Further email discussion with Pere Barlet at UPC Barcelona. Pere will be down here in Hamilton on January 6th to work with me for the next two months on various real time analysis work. We laid out a plan for period he is going to be here as below.  [Jörg Micheel]

  • Port SMARTxAC to other link layer technologies, OC3c/OC12c/OC48c ATM/PoS
  • Run performance tests at various link speeds, with different test patterns, assess the real-time performance
  • Develop a version which will display anonymized data, general use
  • Make SMARTxAC run on NLANR PMA monitors for display on the Web, starting, say, with the MAX OC48MON.

~ Progress on the reimplementation of AMP and the development of a new testing architecture

Completed as much if the IPMP code as I can without an implementation of the information exchange protocol. Matthew is going to give me that. I then implemented arbitrary file transfer, from the AMPlets to the server. This is needed for some of the more complex tests which I am expecting to include in the second release. Xing is working on pathchar for AMP and needed that. He also needs a way to start the pathchar server on demand.  [Tony McGregor]

Improved the mechanism that is used to terminate the transfer server and to check whether it is possible to restart the server (i.e., if the socket is free). This is done as part of the test suite and the new code speeds that up a lot.
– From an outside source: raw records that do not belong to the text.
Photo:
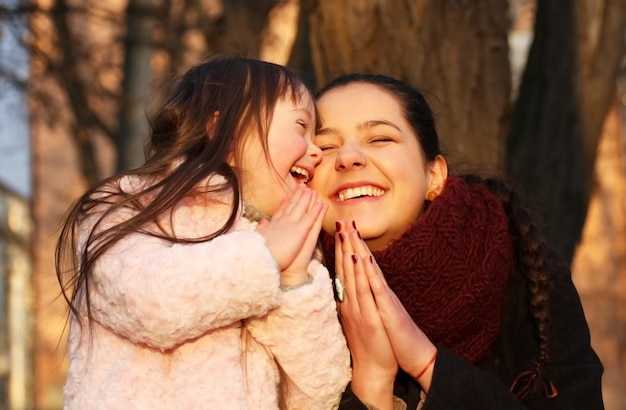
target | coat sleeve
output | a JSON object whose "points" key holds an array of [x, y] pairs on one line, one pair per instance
{"points": [[162, 294], [307, 342]]}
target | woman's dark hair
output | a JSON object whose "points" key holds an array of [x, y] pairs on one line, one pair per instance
{"points": [[203, 123], [531, 250], [415, 108]]}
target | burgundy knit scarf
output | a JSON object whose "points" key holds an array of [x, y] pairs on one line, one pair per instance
{"points": [[450, 269]]}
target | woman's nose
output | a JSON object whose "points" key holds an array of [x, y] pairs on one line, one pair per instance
{"points": [[349, 156]]}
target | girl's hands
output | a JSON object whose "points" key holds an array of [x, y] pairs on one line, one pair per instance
{"points": [[291, 235], [411, 347]]}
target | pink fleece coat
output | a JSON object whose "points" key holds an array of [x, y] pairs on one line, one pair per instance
{"points": [[203, 326]]}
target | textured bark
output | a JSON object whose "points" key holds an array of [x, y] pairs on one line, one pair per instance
{"points": [[456, 51], [564, 97], [139, 50]]}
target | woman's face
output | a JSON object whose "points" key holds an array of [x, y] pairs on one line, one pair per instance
{"points": [[372, 168]]}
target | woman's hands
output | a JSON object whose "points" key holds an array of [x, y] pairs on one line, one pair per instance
{"points": [[291, 235], [380, 333]]}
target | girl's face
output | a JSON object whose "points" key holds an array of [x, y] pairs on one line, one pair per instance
{"points": [[373, 169], [270, 178]]}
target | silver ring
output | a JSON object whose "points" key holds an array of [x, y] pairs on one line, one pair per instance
{"points": [[339, 288]]}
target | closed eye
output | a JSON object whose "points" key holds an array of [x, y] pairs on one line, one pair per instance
{"points": [[381, 139], [326, 147]]}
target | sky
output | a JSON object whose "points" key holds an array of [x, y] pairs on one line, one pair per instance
{"points": [[15, 157]]}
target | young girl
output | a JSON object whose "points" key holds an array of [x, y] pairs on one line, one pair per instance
{"points": [[184, 292], [452, 298]]}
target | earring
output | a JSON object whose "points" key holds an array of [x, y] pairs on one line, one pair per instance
{"points": [[431, 195]]}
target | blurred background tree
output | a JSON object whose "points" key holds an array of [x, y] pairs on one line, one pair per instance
{"points": [[96, 68]]}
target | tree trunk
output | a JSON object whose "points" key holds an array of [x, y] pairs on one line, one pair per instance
{"points": [[454, 50], [558, 117], [133, 128]]}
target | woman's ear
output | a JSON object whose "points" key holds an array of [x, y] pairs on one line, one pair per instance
{"points": [[437, 171]]}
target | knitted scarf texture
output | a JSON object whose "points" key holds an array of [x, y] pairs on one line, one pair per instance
{"points": [[450, 269]]}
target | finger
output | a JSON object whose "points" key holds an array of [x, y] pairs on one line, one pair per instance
{"points": [[347, 269], [365, 298]]}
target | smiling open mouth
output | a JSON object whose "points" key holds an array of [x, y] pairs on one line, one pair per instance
{"points": [[359, 192], [300, 174]]}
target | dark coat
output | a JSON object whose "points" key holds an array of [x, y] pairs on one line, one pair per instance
{"points": [[572, 365]]}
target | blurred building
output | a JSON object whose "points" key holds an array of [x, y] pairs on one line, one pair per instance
{"points": [[16, 302]]}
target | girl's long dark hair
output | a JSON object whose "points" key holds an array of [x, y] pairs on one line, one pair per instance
{"points": [[203, 123]]}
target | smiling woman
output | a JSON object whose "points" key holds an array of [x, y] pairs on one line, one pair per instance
{"points": [[448, 290], [371, 155]]}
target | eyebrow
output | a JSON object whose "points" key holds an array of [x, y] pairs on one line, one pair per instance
{"points": [[361, 126]]}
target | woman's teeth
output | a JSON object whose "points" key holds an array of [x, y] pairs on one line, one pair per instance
{"points": [[350, 193]]}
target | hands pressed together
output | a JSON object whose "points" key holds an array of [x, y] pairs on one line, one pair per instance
{"points": [[381, 335], [292, 233]]}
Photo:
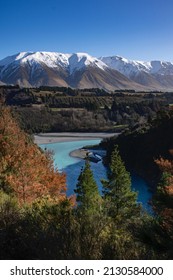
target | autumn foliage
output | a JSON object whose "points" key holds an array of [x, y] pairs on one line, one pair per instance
{"points": [[164, 196], [25, 170]]}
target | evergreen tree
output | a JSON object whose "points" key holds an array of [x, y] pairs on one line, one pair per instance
{"points": [[87, 192], [117, 190], [122, 212], [90, 221]]}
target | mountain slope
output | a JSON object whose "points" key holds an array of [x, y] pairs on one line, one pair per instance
{"points": [[153, 74], [78, 70]]}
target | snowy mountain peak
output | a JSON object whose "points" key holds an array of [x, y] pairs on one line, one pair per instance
{"points": [[70, 62], [131, 67]]}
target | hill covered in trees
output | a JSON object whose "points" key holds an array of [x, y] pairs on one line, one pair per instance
{"points": [[38, 220], [55, 109]]}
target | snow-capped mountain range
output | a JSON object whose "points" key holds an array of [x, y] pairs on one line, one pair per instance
{"points": [[81, 70]]}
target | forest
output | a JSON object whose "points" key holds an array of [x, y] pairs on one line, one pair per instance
{"points": [[39, 221], [48, 109]]}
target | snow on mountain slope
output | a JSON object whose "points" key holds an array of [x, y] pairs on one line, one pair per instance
{"points": [[131, 67], [70, 62], [78, 69]]}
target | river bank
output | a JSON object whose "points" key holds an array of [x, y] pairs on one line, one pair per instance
{"points": [[46, 138]]}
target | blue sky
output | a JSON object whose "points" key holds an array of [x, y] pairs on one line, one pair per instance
{"points": [[135, 29]]}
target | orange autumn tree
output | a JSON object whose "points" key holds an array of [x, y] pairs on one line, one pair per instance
{"points": [[24, 169], [163, 201]]}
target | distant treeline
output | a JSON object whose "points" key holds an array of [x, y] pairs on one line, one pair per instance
{"points": [[47, 109]]}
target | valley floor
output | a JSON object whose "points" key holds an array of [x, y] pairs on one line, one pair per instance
{"points": [[46, 138]]}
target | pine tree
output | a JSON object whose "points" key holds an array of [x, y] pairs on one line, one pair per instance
{"points": [[117, 190], [87, 192], [89, 216], [122, 211]]}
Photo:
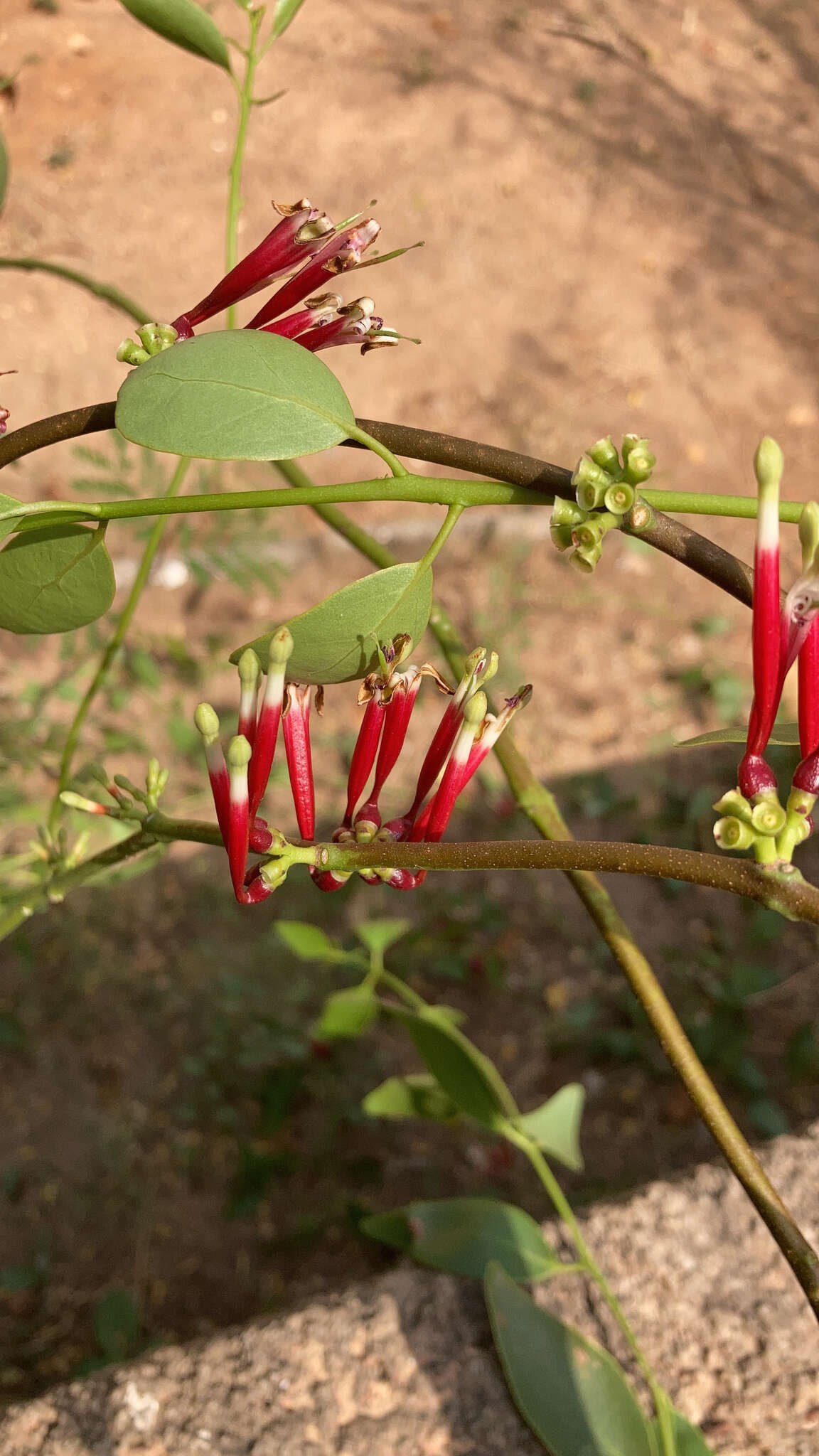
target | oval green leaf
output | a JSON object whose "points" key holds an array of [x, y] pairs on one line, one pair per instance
{"points": [[416, 1096], [346, 1014], [466, 1075], [184, 23], [54, 580], [784, 736], [464, 1235], [235, 395], [336, 643], [556, 1126], [572, 1392], [688, 1439]]}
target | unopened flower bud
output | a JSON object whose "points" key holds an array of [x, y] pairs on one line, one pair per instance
{"points": [[640, 464], [769, 464], [769, 817], [130, 353], [809, 535], [156, 337], [585, 558], [591, 483], [620, 497], [737, 804], [732, 833], [604, 453]]}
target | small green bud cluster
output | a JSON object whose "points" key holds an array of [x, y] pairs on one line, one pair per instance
{"points": [[605, 491], [130, 803], [764, 826], [154, 340]]}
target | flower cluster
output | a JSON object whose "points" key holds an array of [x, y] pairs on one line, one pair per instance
{"points": [[783, 633], [465, 736], [308, 245]]}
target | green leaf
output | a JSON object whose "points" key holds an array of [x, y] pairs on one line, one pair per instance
{"points": [[306, 941], [346, 1014], [688, 1440], [117, 1324], [464, 1235], [4, 172], [235, 395], [184, 23], [466, 1076], [416, 1096], [556, 1126], [379, 935], [54, 580], [8, 504], [783, 736], [572, 1393], [336, 641], [286, 11]]}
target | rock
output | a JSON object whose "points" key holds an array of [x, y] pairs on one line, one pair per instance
{"points": [[402, 1365]]}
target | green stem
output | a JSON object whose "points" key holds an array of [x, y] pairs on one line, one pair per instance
{"points": [[100, 290], [452, 518], [542, 811], [245, 94], [738, 507], [109, 654], [370, 443], [422, 490], [566, 1214]]}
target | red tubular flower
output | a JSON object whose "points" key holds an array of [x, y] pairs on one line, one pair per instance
{"points": [[754, 774], [299, 236], [397, 715], [296, 729], [365, 751], [809, 692], [480, 668], [208, 725], [238, 820], [270, 714], [455, 772], [250, 678]]}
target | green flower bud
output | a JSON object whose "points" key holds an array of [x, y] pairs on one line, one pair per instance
{"points": [[562, 537], [732, 833], [620, 498], [640, 464], [591, 483], [769, 817], [130, 353], [605, 455], [769, 464], [280, 648], [156, 337], [737, 804], [588, 535], [250, 669], [208, 722], [809, 535], [587, 558], [564, 513]]}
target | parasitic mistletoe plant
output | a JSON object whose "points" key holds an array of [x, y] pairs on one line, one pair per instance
{"points": [[259, 393]]}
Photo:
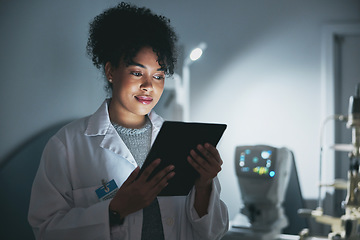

I am still having a few problems with that. [Tony McGregor]

Currently working on the command interface that allow tests that require a server to be run. Progress was slow because I ran into a bug while passing a structure to a thread. It turned out to be a race with the termination of the calling stack frame that I had not thought about. [Tony McGregor]

~ New Path Display tool - divide and conquer graphic (pathviz)

Finished writing and debugging the classes which handle the timestamp and data from the traceroute files. I modified the way files are read in so that now the process is much cleaner and can be used for all instances of file input I need, except the machine list. The algorithm to read in the list only requires a few lines of code, so I separated that out to make things clearer, and then spent quite a bit of time debugging it. I was having difficulty with pointers and passing char arrays to my functions, but after looking at some reference material, and speaking with Ben about C++ syntax conventions and memory allocation, I was able to figure out my problem and get that part of the code working properly. [Lana Kennedy]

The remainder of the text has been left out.